Un ultimo flash: «Tu sei Pietro e su questa pietra edificherò la mia Chiesa». La Chiesa è di Cristo. La Chiesa è Cristo. Ecco perché, fratelli, la chiesa deve essere il luogo dell'esperienza di Dio, dell'incontro con Lui. Altrimenti perde il suo centro, la sua ragion d’essere, la sua vitalità. Quando andiamo in chiesa e partecipiamo ad una liturgia o ad un incontro di preghiera, quello che conta non è ciò che diciamo o facciamo, ma se “tocchiamo” Dio, se lo incontriamo, se Lui ci tocca. Andare in chiesa, e non essere “toccati”, è inutile, è tempo perso. Se non c'è Dio, non c’è vita. L'uomo di oggi ha un enorme bisogno di esperienze spirituali vere, di incontri profondamente autentici. Si copre di mille cose, riempie le case di oggetti, lavora senza sosta, si rifugia nella confusione, riempie le giornate di mille interessi: perché ha paura di incontrarsi, di sperimentarsi, di vedere quello che è nel suo intimo. Ha paura di scoprirsi sbagliato, fallito, inconcludente; ha paura di sentirsi giudicato anche dall'Alto oltre che dal basso (da sé e dagli altri). Per questo gli è indispensabile più che mai incontrare Dio, sperimentarlo in se stesso e negli altri, cantarlo, viverlo, sentirlo vibrare, fremere, nell’intera assemblea: nella sua Chiesa. La Chiesa di Cristo, fondata su Pietro “roccia”, sia dunque anche per noi il luogo dove si è toccati da Dio, dove possiamo piangere, ridere, sentirci a casa (non giudicati), sentirci compresi e ascoltati, dove possiamo dare voce a quello che abbiamo dentro, anche perché se non lo facciamo lì, rischiamo di non farlo da nessun'altra parte.

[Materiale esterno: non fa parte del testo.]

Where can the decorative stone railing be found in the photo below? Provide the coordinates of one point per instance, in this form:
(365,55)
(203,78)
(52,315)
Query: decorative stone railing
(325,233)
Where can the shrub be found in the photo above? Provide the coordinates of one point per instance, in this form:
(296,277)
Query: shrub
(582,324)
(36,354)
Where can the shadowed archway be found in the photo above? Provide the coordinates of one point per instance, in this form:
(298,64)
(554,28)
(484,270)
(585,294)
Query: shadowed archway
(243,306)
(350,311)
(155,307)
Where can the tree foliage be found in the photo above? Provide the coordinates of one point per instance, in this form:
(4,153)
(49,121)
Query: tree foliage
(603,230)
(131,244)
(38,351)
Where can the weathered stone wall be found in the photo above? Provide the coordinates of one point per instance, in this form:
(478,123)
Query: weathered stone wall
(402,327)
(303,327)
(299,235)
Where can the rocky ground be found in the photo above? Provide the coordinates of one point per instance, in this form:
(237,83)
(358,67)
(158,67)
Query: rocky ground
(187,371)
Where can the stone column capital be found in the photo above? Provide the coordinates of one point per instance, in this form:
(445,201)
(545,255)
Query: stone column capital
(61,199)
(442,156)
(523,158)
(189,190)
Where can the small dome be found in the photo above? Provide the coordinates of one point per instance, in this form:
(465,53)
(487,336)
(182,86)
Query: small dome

Amiamo allora la nostra Chiesa, fratelli: difendiamola. Perché è Lei che ha la missione fondamentale di proteggere il fuoco sacro che c'è dentro ognuno di noi; è la casa dell'anima e di tutto ciò che vive nell'anima. È Lei che ci lega a Cristo, che ci rende liberi da tutti quei modelli che ci fanno ammalare, dai comportamenti devianti, aggressivi, da tutti quei demoni (rabbie, risentimenti, ossessività, ecc) che purtroppo abitano dentro di noi, da tutte le paure che ci impediscono di esprimerci e di essere veramente noi stessi; in una parola è Lei che ci affranca da tutti i condizionamenti che ci soffocano il cuore e l’anima. Non dimentichiamolo, fratelli: se siamo legati a Cristo, siamo sciolti da tutto il resto; se siamo legati al resto, purtroppo siamo sciolti da Lui. Soltanto chi è legato a Cristo e alla sua Chiesa, è veramente libero. Sempre. Ecco: se la Chiesa non sarà tutto questo per noi, fratelli, la nostra vita sarà inutile, insignificante, totalmente vuota e superflua. Amen.